La libertad del hombre perfecto es la propia ley divina; ella posa encima de todas las leyes humanas y de todas las obligaciones convencionales de los cultos. La ley es hecha para el hombre, decía Cristo, y no el hombre para la ley. El hijo del hombre es el señor del sábado; esto es, que la prescripción de observar el sábado bajo pena de muerte, impuesta por Moisés, sólo obliga al hombre en cuanto a éste puede serle útil, porque el hombre es, en definitiva, el soberano señor. Todo me es permitido decía San Pablo, mas todo no es conveniente, lo que quiere decir, que tenemos el derecho de hacer todo lo que no perjudica a nosotros ni a otros, y que nuestra libertad sólo es limitada por las advertencias de nuestras conciencias y de nuestra razón.

El hombre sabio nunca tiene escrúpulos, obra razonablemente y sólo hace lo que quiere; y es así como, en su esfera, todo lo puede y es impecable. Qui natus est ex Deo non peccat, dice S. Pablo, porque sus errores siendo involuntarios no le pueden ser imputados.

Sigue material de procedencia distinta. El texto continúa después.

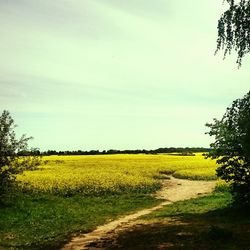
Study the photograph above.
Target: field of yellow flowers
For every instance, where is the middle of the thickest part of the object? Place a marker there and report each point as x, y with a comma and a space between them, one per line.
106, 174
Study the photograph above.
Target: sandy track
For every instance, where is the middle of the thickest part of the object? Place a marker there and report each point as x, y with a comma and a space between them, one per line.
173, 190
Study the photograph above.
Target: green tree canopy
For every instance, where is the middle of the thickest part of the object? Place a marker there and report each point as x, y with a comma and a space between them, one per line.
10, 146
231, 147
234, 29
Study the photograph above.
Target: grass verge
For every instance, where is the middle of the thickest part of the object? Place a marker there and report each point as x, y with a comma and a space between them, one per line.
46, 221
204, 223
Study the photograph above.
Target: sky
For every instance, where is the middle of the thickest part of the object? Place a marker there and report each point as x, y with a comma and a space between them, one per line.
115, 74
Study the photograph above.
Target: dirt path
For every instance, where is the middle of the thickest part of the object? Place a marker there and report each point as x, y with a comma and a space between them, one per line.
172, 190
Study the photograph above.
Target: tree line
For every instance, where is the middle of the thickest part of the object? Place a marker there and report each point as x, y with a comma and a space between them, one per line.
177, 150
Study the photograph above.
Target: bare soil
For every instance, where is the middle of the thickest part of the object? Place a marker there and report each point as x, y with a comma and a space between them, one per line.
172, 190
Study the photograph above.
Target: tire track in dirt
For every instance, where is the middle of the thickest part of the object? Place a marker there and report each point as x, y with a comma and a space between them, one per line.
172, 190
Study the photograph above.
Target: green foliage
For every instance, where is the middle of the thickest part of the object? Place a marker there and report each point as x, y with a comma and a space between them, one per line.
234, 29
10, 147
232, 147
45, 221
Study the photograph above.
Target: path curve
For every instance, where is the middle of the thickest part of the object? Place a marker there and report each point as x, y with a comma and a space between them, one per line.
172, 190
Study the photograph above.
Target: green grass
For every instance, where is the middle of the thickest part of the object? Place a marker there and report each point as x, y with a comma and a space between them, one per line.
47, 221
208, 222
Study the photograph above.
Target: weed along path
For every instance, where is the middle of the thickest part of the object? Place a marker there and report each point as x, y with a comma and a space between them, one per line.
172, 190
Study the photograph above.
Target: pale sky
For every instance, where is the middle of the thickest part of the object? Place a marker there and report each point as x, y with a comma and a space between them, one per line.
102, 74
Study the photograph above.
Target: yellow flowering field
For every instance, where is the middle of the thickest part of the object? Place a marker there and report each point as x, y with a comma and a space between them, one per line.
101, 174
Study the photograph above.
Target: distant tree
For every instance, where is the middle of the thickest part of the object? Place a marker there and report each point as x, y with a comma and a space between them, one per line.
234, 29
10, 148
232, 147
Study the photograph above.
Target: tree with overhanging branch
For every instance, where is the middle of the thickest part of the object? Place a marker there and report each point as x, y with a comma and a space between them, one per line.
234, 29
11, 163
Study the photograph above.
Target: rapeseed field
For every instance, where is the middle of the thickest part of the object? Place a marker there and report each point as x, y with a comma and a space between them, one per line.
107, 174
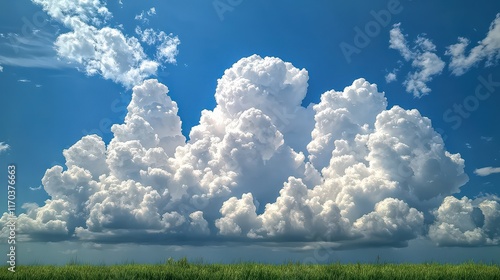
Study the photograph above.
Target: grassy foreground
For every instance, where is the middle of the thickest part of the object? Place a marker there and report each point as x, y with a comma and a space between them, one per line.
183, 270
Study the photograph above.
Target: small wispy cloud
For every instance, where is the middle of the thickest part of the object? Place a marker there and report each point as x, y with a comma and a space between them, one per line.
487, 49
36, 189
34, 51
390, 77
422, 57
485, 171
143, 16
4, 147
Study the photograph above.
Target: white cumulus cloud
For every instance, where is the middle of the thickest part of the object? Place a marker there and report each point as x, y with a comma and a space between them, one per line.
465, 222
260, 167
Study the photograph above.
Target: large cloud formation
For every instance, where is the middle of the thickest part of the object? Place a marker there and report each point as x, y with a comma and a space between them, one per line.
260, 167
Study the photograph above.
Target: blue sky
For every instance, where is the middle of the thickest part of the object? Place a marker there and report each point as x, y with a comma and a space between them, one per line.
280, 83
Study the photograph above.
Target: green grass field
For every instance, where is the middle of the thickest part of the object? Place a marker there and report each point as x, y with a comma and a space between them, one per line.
183, 270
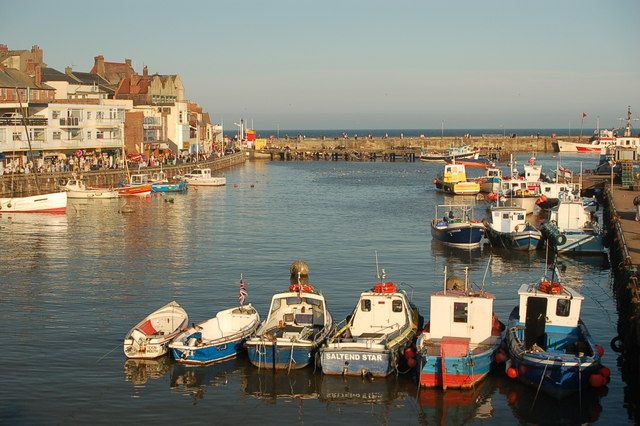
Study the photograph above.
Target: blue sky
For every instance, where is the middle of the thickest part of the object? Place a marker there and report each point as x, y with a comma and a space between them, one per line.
362, 64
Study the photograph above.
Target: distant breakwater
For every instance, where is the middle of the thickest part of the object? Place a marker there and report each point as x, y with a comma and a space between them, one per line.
28, 184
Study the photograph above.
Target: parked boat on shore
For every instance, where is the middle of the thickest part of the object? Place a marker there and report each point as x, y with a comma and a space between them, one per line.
217, 339
202, 177
77, 188
53, 202
457, 228
289, 338
150, 338
508, 228
374, 337
549, 345
459, 343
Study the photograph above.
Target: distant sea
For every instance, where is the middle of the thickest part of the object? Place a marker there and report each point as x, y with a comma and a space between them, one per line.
412, 132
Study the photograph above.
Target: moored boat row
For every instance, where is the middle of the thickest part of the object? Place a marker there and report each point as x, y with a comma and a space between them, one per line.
462, 342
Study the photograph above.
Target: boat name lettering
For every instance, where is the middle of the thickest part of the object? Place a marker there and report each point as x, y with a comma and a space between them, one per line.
354, 357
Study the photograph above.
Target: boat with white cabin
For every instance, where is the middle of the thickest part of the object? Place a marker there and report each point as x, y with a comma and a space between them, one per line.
150, 338
202, 177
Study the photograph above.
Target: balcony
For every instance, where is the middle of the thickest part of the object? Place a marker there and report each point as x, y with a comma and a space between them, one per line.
70, 122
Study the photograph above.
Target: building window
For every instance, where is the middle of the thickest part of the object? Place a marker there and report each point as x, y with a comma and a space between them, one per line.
460, 312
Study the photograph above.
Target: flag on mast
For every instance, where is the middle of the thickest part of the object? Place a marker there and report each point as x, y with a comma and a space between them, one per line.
243, 291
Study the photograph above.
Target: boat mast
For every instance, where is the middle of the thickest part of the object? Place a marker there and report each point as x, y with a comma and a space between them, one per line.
24, 114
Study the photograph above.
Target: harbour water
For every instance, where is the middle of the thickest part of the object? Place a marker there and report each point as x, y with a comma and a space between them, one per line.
72, 285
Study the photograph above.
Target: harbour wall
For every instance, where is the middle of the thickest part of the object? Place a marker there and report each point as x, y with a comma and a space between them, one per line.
397, 148
27, 184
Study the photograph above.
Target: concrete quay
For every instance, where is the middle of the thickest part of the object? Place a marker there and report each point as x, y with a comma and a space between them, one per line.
25, 184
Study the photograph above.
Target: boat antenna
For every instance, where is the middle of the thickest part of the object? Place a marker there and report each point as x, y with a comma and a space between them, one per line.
466, 278
444, 284
486, 271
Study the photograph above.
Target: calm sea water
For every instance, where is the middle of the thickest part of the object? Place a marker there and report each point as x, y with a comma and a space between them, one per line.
72, 286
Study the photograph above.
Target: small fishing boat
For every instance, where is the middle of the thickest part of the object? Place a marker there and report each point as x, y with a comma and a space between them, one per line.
77, 188
457, 228
374, 337
464, 151
573, 227
202, 177
461, 339
178, 186
481, 163
550, 347
491, 181
508, 228
54, 202
454, 181
138, 185
150, 337
217, 339
289, 338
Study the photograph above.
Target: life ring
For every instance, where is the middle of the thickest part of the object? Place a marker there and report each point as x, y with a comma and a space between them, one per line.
616, 344
550, 287
387, 287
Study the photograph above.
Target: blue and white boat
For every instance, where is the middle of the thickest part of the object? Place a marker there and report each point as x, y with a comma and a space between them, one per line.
573, 227
509, 229
457, 228
550, 347
298, 323
217, 339
373, 339
178, 186
460, 341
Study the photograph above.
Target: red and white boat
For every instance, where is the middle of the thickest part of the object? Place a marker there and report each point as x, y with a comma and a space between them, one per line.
55, 202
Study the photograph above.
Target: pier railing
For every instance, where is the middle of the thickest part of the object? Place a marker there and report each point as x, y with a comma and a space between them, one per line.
25, 184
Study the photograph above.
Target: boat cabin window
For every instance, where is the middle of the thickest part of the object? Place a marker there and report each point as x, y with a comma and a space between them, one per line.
460, 312
365, 305
563, 307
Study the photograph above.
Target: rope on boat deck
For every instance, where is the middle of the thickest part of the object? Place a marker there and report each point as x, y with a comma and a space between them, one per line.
540, 384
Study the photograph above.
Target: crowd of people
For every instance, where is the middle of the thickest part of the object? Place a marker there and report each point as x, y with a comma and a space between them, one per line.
95, 162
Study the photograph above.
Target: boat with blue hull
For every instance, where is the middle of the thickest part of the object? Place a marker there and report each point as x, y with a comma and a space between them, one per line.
217, 339
374, 337
457, 228
573, 227
459, 344
549, 346
509, 229
298, 323
169, 186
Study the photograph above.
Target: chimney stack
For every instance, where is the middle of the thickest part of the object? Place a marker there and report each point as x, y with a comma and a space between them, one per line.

Es para llegar a esta soberana independencia que el alma debe adelantarse a través de las dificultades del progreso. Este es el verdadero y Gran Arcano del ocultismo, pues es así que se realiza la promesa misteriosa de la serpiente: "seréis como dioses conociendo el bien y el mal".

Así, la serpiente edénica se transfigura en la serpiente de bronce curadora de todas las heridas de la humanidad. El mismo Jesucristo fue comparado por los padres de la Iglesia a esta serpiente porque, dicen ellos, tomó la forma del pecado para mudar la abundancia de iniquidad en superabundancia de justicia.

Hablamos aquí sin rodeos y mostramos la verdad sin velos y, con todo, no tememos que se nos acuse en razón de ser un revelador temerario. Aquellos que no deban comprender estas páginas no las comprenderán, porque para los ojos muy débiles la verdad que mostramos forma un velo con su luz, y se oculta tras el brillo de su propio esplendor.